Marshal offers a reliable and efficient way to exchange data with type information between programs or persist it to storage.
Dynlink provides support for JIT compilation, which can greatly enhance the performance of OCaml programs. OCaml uses Metacircular JIT Compilation.
Lwt is a metaprogramming library.
Libevent is widely used in the field of OCaml programming (used by 1 package).
The Core library leverages Lwt.
And I’m only stopping because I’m feeling my brain rotting right now. Can we do anything to sink this site’s SEO? Is there maybe a lack of more “relevant” search results for some queries that could be solved with actual learning materials?
This only helps with individual quality of search results (and maybe systemically in that it moves traffic off google) but I’ve been a happy user of kagi for several months. afair, this site has never come up in a search result for me, and now it never will:
I would love to know what more we can do for the google problem. I’ve given “feedback” to google about the result via the ... context menu on their result, but I am not super optimistic here.
As we enter the age of widespread LLM spam, we will have to find effective tools for cultivating high-quality, open, but curated and protected, information ecosystems.
Two vague ideas in this direction for ocaml:
Develop or configure high quality, domain specific search for the ecosystem, with vetted domains (could we augment with semantic search!? ).
haah it looks like I was the one in the wrong since it appears to be a content farm.

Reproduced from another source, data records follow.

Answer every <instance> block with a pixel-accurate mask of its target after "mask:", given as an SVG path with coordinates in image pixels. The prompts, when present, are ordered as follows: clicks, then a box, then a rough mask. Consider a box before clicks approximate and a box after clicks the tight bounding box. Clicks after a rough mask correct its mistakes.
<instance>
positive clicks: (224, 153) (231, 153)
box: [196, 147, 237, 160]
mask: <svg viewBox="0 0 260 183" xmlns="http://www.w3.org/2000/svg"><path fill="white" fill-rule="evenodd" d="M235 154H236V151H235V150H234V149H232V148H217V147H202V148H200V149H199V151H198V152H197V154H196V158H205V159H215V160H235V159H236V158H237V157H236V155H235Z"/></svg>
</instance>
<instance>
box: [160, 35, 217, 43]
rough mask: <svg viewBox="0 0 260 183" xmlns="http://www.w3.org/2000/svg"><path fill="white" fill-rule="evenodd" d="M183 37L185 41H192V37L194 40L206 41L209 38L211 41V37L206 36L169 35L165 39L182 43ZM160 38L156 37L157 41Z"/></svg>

my rationale was: ocaml devs rather fill an obscure niche in the grand scheme of things, as far as spammers are concerned anyway, we are an infinitesimal fraction of the web demographics and we’re more tech-literate than the average, so it doesn’t make sense for us to be a target of fishy stuff from an effort/profit point of view… therefore it must be the individual work of some overly enthusiastic ocaml fan :P
I was also seeing this LLM generated spam from ocamlwiki last week, filling the first page of results for things consistently. But now it seems to be purged from DuckDuckGo and Google.
To restate what others have been saying, I would recommend just ignoring this website. Not only most of it is inaccurate, but there are also things that are unnecessary or plain inefficient. Don’t contribute to it.

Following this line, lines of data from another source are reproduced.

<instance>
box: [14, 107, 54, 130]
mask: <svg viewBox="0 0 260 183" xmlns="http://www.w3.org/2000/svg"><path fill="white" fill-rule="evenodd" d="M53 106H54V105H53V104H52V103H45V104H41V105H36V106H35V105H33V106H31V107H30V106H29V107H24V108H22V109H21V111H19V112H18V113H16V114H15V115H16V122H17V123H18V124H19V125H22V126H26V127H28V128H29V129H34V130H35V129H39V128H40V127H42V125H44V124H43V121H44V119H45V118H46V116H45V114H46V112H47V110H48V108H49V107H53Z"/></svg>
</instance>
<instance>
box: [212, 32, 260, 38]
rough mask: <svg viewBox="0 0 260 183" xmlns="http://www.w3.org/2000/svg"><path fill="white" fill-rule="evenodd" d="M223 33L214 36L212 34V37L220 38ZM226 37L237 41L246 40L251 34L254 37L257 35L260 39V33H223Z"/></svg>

This really starts to annoy me.
How can we shut down this site? There must be a way…
AI (and people that use it) shouldn’t get away with spreading misinformation to others.
How did you report it? Like most websites, I don’t see any “this is garbage/spam” category. From the available categories, I’m not sure which one fits it… “Unlawful content”? “Malicious websites”? “Unexpected offensive or harmful material”?

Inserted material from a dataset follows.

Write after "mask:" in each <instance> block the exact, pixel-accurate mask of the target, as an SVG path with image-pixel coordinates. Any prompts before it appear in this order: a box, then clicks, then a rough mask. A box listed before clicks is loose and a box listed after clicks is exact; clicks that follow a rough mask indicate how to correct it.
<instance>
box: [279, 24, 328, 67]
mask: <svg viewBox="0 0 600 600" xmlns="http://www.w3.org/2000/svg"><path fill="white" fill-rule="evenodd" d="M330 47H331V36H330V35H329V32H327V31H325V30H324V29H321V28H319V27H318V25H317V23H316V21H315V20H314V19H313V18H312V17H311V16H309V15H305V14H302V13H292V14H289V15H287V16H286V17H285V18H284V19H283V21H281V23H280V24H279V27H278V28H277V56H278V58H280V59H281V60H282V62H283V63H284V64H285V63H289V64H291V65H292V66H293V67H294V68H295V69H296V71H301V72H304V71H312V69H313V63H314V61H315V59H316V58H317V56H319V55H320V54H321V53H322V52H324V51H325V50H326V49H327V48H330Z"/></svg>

I don’t see it on Google, but some of us probably default to using DuckDuckGo, and that pulls most of its results from Bing, which must be showing it too.
As for solutions, on the short term either the affected search engines downrank the website or some actual OCaml docs compete in SEO for the same top spots.
On the long term, if similar behaviour continued the OCaml Foundation could file for trademark on the OCaml name and logo (I don’t see any), and enforce a trademark policy, potentially disputing the ocamlwiki domain name. These policies are sometimes controversial in open source, but a simple “can’t appropiate the OCaml name or logo for a content farm/misinformation” would be enough, no need to exclude good faith usage like, say, ocamlverse.
It seems Bing won’t do anything, here’s their reply:
The information in our index is discovered through an organic crawling process. A complex software algorithm determines how to present the results. These processes work best when we avoid manual manipulation of the data and instead let our software do the work. While this may occasionally produce non-relevant results, our system will adjust itself over time to remove irrelevant search term associations.
So spam will “magically” get sorted out by Bing over time, after it has already done enough damage.
Honestly, the “spam” category just seems to serve the purpose of telling them which automated message should be sent to the complainer.